# Signal Lights out!



## Guest (Aug 11, 2002)

Attempted to install aftermarket radio in a 93 nissan Sentra, now the signal lights won't work. The fuse for the signal lights are good, and the lights themselves turn on when the parking lights are turned, but the "signal'n" doesn't happen when you try to signal. Help? 

P.S.- radio Im trying to install won't work either.


----------



## Sethticlees (May 30, 2002)

Check all you fuses. You might have to pull them out one at a time to check each one. Better safe than sorry. 
Your lights!
One of the bulbs may have blown during the install. Check all your lights including the reverse lights and especially the little side running lights. Also check the filament in each turn signal bulb. The odds are the signaling filament in one bulb burnt out causing all signals not to work.

Last, but most important!

Disconnect the positive battery terminal before removing or installing a stereo. This can save you a lot of headaches down the road.

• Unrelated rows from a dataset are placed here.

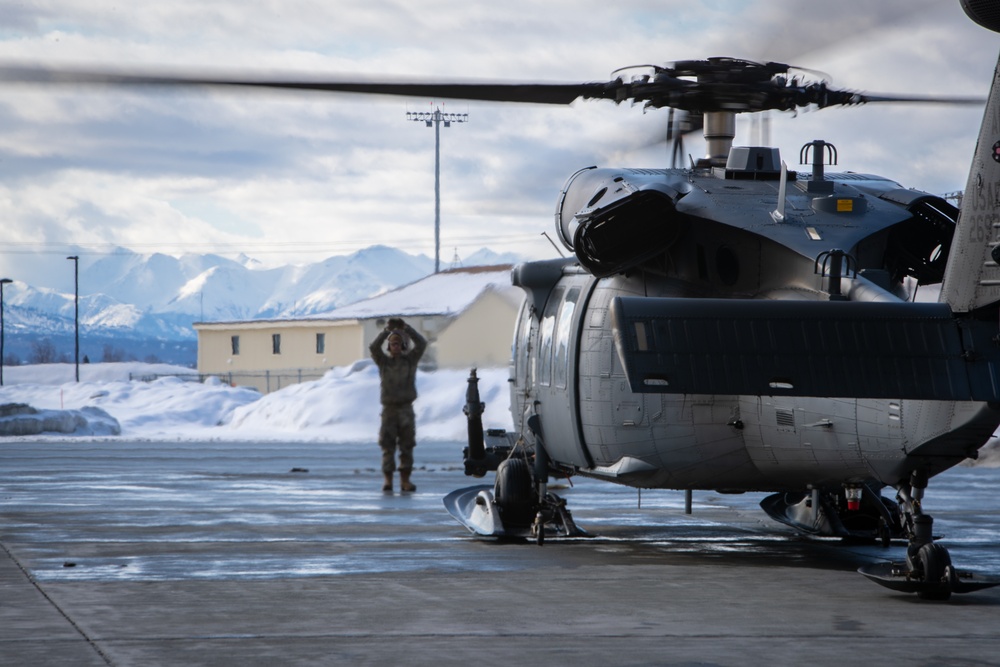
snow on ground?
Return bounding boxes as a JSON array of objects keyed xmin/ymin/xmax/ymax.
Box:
[
  {"xmin": 0, "ymin": 360, "xmax": 1000, "ymax": 466},
  {"xmin": 0, "ymin": 360, "xmax": 512, "ymax": 442}
]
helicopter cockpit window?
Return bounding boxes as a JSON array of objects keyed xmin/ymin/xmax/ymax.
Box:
[
  {"xmin": 538, "ymin": 287, "xmax": 563, "ymax": 386},
  {"xmin": 552, "ymin": 287, "xmax": 580, "ymax": 388}
]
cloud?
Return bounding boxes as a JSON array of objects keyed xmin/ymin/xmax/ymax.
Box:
[{"xmin": 0, "ymin": 0, "xmax": 998, "ymax": 265}]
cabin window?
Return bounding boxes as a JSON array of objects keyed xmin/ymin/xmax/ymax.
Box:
[
  {"xmin": 538, "ymin": 287, "xmax": 563, "ymax": 386},
  {"xmin": 510, "ymin": 300, "xmax": 531, "ymax": 387},
  {"xmin": 552, "ymin": 287, "xmax": 580, "ymax": 388}
]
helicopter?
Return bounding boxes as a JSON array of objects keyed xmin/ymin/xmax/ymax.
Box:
[{"xmin": 0, "ymin": 0, "xmax": 1000, "ymax": 599}]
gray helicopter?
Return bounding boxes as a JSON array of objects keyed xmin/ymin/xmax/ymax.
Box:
[
  {"xmin": 7, "ymin": 0, "xmax": 1000, "ymax": 599},
  {"xmin": 445, "ymin": 0, "xmax": 1000, "ymax": 599}
]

Good Luck with the new stereo. 

Seth


----------



## 89Sentra (Jul 2, 2002)

my blinkers just stopped working but all the lights worked too..

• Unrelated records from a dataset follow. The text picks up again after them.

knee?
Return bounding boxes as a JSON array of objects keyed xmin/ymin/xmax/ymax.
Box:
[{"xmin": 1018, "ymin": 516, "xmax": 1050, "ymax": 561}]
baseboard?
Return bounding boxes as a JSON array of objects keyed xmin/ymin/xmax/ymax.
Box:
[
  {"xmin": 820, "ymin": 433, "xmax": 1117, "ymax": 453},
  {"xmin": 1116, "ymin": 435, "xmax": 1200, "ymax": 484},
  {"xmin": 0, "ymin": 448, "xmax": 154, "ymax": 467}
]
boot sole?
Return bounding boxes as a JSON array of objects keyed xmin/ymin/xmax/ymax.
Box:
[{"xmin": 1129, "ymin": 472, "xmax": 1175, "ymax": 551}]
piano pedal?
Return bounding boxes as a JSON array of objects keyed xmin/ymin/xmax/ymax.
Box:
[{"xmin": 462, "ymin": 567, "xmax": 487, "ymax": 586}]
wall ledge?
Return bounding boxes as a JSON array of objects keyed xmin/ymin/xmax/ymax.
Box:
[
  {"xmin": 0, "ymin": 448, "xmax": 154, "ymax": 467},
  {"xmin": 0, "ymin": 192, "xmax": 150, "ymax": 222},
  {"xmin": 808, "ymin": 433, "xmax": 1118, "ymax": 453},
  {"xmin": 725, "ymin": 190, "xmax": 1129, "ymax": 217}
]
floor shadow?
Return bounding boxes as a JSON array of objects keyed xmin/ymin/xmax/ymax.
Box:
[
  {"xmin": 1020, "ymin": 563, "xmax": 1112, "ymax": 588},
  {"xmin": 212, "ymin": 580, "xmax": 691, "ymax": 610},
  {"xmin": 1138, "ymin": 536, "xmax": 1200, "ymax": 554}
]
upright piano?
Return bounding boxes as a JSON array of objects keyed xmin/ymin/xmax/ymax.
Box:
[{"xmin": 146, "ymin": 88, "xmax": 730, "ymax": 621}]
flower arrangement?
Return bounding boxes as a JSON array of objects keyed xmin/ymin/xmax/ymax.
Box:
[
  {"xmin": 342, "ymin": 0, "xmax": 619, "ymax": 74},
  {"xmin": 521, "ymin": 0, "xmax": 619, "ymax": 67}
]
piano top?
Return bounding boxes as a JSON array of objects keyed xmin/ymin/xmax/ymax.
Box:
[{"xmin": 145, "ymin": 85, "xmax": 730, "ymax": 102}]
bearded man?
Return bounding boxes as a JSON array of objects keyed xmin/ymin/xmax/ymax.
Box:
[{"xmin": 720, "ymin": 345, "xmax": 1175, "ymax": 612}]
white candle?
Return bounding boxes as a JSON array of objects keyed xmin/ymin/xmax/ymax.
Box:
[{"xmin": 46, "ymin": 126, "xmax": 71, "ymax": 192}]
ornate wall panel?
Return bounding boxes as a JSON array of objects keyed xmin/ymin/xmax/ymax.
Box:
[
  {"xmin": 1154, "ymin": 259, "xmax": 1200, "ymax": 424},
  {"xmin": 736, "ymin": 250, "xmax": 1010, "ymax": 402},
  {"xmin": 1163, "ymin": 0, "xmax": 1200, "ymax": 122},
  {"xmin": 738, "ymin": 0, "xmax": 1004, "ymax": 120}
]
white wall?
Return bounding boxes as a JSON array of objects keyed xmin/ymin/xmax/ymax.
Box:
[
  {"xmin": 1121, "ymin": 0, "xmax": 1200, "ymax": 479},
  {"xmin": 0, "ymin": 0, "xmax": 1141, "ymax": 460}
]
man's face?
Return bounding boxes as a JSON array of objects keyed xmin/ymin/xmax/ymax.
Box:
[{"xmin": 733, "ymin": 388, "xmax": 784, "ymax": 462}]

I found out it was a bad connection from the wire ahrness to the hazard switch.. I have an 89 sentra.

I dont know if that will help


----------



## sethwas (Apr 30, 2002)

Hey,
Be careful when you take anything out of the center dash. The hazard button is there and any playing with that button (Even a loose wire) will cause your signalls not to go. They won't 'break', just the circuit that carrys the power will be 'open' until that plug/switch/wires is set correctly.

Seth


----------



## 89Sentra (Jul 2, 2002)

^^^ yup thats what happened to me


----------



## Guest (Aug 12, 2002)

Sethiclees - I've taken out all of the fuses in the fuse box, I've even looked at the fuses in the engine compartment....nothing. The only fuse blown, was the one for the radio, but I've replaced that. The bulbs for my signals are ok, because when the parking lights are on, they come on too. This means no problem right? Let me know, because I'll take em out and check if I have too.

Sethwas - so your saying that If I connect the hazards back to its button, that the signals should work again?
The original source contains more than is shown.